Last week we spent a happy hour harvesting cherries off the tree we rent from #rentacherrytree in Northiam. We only have half an hour to travel, but one intrepid individual had come from Lake Windermere – clearly it was more about the experience than the economics.
This week is all about apricots that have cropped phenomenally well on our Flavourcot tree in the garden. The tree was so laden earlier in the summer that we were concerned that the branches might break, so we thinned them quite drastically and we have really reaped the benefits with far bigger fruit than in previous years. I have checked and confirmed that apricots continue to ripen off the tree – provided they already have good colour – so we have picked the ripest half of the crop in case the storms that are forecast reach here and damage the laden tree. So far we have picked over 10 kilograms of fruit, with the same to come.

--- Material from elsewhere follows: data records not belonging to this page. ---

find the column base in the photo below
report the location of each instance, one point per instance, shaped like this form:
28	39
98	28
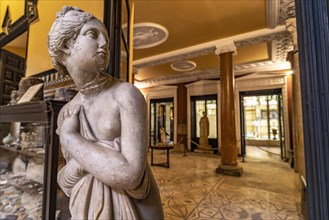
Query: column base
229	170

Of course it’s not just the picking – once we have had our fill of clafoutis and fruit tarts, there’s the preserving to do as well. We are not jam eaters, so other than some redcurrant jelly, most of the berries get frozen as they are, to be used during winter in crumbles, fruit tarts and cakes. Personally, I don’t think that cherries and apricots freeze all that well as whole fruit, so I make fruit compote from them to eat with our breakfast muesli. The cherries are a sweet variety (Colney) and need something with acidity to be added to them when they are cooked, so I mix them with apricots or blackcurrants, plus some lemon juice and as little sugar as possible. I wish I was a more competent bottler, but although I find bottle a mean tomato, fruit isn’t as successful unless alcohol is involved – and that’s not really an option for breakfast! The compote gets frozen in 500 gram pots and with both our freezers already filled to bursting, another one is being delivered this week so that Squirrel Nutkin can continue the good work.